XVI ─ Três coisas das quais todo ser vivo participa necessariamente, pela justiça de Deus: o socorro de Deus em abred, porque sem isso ninguém poderia conhecer coisa alguma; o privilégio de participar do amor de Deus; e o acordo com Deus, que é justo e misericordioso, quanto à realização pelo seu poder.

XVII
─ Três causas da necessidade do círculo de abred: o desenvolvimento da substância material de todo ser animado; o desenvolvimento do conhecimento de todas as coisas; e o desenvolvimento da força moral para superar todo contrário e Cythraul (o mau Espírito) e para libertar-se de Droug (o mal). Sem essa transição por cada estado de vida, não poderia haver nele a realização de nenhum ser.
XVIII ─ Três calamidades primitivas de abred: a necessidade, a ausência de memória e a morte.

XIX ─ Três condições necessárias para chegar à plenitude da ciência: transmigrar em abred; transmigrar em gwynfyd e recordar-se de todas as coisas passadas, até em annoufn.

XX ─ Três coisas indispensáveis no círculo de abred: a transgressão da lei, pois não pode ser de outro modo; o resgate pela morte ante Droug e Cythraul; o desenvolvimento da vida e do bem pelo afastamento de Droug no resgate da morte, e isto pelo amor de Deus, que abrange todas as coisas.

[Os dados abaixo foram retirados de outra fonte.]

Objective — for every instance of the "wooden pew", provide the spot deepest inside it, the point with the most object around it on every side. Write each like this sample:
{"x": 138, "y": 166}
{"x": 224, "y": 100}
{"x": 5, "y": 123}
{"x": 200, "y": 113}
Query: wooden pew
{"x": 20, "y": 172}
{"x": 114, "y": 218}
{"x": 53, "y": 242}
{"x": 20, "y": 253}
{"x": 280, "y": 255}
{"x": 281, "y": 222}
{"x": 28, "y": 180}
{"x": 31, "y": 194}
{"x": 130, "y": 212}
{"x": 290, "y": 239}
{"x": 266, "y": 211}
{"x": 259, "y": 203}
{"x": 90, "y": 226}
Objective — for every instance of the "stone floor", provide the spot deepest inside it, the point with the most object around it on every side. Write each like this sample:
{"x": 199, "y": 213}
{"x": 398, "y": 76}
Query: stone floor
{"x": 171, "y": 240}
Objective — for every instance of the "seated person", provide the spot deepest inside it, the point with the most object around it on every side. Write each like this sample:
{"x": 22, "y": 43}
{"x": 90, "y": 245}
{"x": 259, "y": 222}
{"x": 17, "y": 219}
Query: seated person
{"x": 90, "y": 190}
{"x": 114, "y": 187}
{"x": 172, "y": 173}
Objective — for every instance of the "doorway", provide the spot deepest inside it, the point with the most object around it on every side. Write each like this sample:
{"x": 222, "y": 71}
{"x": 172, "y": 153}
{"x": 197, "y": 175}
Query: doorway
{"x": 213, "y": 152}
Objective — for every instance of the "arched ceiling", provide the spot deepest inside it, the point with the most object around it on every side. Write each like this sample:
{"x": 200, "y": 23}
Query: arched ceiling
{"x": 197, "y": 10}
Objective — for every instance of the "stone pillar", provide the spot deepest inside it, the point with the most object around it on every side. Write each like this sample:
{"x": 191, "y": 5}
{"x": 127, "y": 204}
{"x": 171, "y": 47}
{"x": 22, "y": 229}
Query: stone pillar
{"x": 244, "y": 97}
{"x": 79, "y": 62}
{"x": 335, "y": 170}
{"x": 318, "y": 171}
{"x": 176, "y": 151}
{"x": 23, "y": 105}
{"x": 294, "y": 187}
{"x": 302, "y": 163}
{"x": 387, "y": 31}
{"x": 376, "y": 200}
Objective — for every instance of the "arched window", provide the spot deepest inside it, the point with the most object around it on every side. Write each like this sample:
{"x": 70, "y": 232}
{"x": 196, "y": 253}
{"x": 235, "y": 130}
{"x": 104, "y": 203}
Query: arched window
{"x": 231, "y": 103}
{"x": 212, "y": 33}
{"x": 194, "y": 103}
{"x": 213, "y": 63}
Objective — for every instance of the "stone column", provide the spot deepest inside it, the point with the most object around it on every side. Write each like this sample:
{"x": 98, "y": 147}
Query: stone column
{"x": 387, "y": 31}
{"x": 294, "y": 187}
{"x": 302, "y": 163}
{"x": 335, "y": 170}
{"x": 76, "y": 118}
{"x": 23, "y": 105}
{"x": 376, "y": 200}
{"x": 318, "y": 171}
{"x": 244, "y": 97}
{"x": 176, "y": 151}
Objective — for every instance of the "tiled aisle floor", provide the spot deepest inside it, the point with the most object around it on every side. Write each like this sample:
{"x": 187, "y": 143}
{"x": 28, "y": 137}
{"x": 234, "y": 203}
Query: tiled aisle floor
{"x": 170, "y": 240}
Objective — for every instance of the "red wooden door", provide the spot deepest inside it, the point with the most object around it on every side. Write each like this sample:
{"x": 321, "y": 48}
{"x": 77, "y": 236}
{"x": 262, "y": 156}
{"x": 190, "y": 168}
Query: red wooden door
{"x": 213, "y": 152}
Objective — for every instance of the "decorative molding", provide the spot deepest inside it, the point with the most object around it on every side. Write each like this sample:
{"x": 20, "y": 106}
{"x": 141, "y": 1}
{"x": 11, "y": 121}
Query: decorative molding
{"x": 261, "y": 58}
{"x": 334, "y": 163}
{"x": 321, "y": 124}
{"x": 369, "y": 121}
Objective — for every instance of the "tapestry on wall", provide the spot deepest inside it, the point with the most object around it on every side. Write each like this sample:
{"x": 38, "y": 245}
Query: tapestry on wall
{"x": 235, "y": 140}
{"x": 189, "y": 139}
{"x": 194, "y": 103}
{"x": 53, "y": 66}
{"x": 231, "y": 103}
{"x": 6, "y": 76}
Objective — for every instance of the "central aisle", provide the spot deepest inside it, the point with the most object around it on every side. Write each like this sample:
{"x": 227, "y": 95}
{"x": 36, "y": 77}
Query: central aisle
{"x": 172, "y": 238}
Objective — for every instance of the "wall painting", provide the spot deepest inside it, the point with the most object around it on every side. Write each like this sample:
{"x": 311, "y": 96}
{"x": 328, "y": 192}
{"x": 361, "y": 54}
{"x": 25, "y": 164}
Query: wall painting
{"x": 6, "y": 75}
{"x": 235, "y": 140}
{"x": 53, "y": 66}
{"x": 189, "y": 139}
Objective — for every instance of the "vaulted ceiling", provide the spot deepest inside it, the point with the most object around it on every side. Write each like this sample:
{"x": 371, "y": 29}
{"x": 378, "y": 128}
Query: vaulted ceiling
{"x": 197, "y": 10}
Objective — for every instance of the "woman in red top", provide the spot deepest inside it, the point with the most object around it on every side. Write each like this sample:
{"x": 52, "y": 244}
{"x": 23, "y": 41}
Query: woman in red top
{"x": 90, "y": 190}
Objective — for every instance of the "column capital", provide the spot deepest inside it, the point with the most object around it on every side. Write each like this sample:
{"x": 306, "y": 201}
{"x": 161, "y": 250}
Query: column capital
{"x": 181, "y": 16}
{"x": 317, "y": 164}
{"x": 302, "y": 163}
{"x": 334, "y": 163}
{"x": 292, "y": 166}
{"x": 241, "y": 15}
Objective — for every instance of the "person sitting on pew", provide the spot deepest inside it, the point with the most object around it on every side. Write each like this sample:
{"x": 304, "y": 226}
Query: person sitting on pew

XXI ─ Três meios eficazes de Deus em abred para dominar Droug e Cythraul e para superar a sua posição, em relação ao círculo gwynfyd: a necessidade, a perda da memória e a morte.

XXII ─ Três coisas são primitivamente contemporâneas: o homem, a liberdade e a luz.

XXIII ─ Três coisas necessárias à vitória do homem sobre o mal: a firmeza contra a dor, a mudança e a liberdade de escolha. Com o poder que tem o homem de escolher, não é possível ter a certeza prévia de para onde irá.

XXIV ─ Três alternativas oferecidas ao homem: abred e gwynfyd; necessidade e liberdade; mal e bem. Com o todo em equilíbrio, o homem pode, à vontade, ligarse a um ou ao outro.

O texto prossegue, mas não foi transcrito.